IL‐11 abundance is associated with a skewed tumour microenvironment in LUAD patients’ samples. (A) IL‐11 expression determined by RT‐qPCR was compared between the patient groups in cohort 3: those with null CD4 infiltration N = 39 and those with high CD4 infiltration N = 25, as assessed by immunohistochemistry. (B) Heatmap of changes in expression of a group of genes analysed by targeted RNASeq (OIRRA panel). The expression profile from this set of 37 genes, segregates the samples according to a high (red) or low (green) expression of IL‐11 in patients with lung adenocarcinoma (cohort 3; HU12O, n = 67). FDR ≤ .1. (C) Over‐representation analysis (ORA) associating onco‐immune functions.

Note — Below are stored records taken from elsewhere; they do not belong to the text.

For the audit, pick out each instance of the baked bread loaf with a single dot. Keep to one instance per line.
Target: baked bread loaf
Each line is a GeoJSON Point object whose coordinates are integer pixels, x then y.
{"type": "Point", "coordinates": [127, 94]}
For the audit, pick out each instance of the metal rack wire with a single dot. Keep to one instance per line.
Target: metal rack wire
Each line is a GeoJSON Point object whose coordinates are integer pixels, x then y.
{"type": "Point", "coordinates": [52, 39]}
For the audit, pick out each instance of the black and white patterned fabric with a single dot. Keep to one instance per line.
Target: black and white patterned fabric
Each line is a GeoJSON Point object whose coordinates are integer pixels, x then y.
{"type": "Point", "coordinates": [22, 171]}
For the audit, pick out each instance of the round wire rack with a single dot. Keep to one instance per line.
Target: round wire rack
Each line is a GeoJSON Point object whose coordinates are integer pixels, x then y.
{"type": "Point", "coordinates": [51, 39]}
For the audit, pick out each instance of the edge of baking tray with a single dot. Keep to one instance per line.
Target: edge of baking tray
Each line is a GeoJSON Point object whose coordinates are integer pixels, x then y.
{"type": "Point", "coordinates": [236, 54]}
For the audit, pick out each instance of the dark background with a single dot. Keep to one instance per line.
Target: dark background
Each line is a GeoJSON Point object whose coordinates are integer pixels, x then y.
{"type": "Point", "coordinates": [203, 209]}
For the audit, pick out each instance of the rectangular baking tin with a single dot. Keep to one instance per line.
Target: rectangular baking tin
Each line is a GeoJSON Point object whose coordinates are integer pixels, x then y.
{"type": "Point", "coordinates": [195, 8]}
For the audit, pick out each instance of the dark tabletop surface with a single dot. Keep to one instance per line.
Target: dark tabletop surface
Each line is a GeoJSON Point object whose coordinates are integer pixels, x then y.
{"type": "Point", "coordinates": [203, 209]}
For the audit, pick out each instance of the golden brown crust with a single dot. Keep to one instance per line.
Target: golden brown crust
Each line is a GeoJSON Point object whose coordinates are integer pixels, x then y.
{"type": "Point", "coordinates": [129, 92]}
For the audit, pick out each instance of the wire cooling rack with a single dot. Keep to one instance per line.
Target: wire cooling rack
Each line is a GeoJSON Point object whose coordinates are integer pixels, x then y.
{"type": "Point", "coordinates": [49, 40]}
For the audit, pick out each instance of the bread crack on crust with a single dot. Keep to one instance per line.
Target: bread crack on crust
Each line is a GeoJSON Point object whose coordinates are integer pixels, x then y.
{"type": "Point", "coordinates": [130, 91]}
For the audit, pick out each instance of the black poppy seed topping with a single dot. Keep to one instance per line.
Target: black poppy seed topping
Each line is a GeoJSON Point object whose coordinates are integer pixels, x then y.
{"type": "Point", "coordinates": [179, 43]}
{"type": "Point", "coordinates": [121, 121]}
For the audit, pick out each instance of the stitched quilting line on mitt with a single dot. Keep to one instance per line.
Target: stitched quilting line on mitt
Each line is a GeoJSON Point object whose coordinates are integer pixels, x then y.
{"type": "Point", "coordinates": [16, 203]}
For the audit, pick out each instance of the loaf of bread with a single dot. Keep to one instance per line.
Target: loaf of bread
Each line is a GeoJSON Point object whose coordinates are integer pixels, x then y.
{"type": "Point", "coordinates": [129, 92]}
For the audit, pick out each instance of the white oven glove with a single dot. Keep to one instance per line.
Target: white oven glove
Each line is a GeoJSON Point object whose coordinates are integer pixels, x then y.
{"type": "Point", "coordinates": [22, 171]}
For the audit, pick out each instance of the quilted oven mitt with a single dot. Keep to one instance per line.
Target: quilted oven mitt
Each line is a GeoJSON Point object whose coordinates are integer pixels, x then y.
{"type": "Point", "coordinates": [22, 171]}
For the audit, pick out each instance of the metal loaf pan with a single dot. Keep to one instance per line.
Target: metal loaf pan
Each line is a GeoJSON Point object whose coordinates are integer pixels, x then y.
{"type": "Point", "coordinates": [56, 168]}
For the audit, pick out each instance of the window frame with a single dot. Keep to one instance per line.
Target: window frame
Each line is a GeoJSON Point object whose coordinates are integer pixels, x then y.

Each coloured sector represents a functional category whose size indicates over‐ or‐under representation of genes in that cluster within a specific function. (D) Example of a selected region of interest (ROI) (Å∼200 µm) from a representative patient with advanced lung adenocarcinoma. A mask for immune cells was generated based on CD45 staining (red) and another mask for tumour was created based on PanCytokeratine staining (green) using GeoMx DSP. (E) Volcano plot of differentially expressed markers obtained by unpaired test with a Benjamini–Hochberg correction from the tumour compartment (PanCK+) of high‐IL‐11 versus low‐IL‐11 LUAD patients (cohort 4; HU12O, n = 20). Tumour samples were separated based on IL‐11 expression detected in tumour cells by immunohistochemistry and classified as low‐IL‐11 [IL‐11≤10% (N = 12)] or high‐IL‐11 [(IL‐11 > 10% (N = 8)]. (F) Total counts of immune cell markers of high‐IL‐11 and low‐IL‐11 expressing tumour samples patients. p Values were obtained by Mann–Whitney U test (*p < .05, **p < .01, ***p < .001).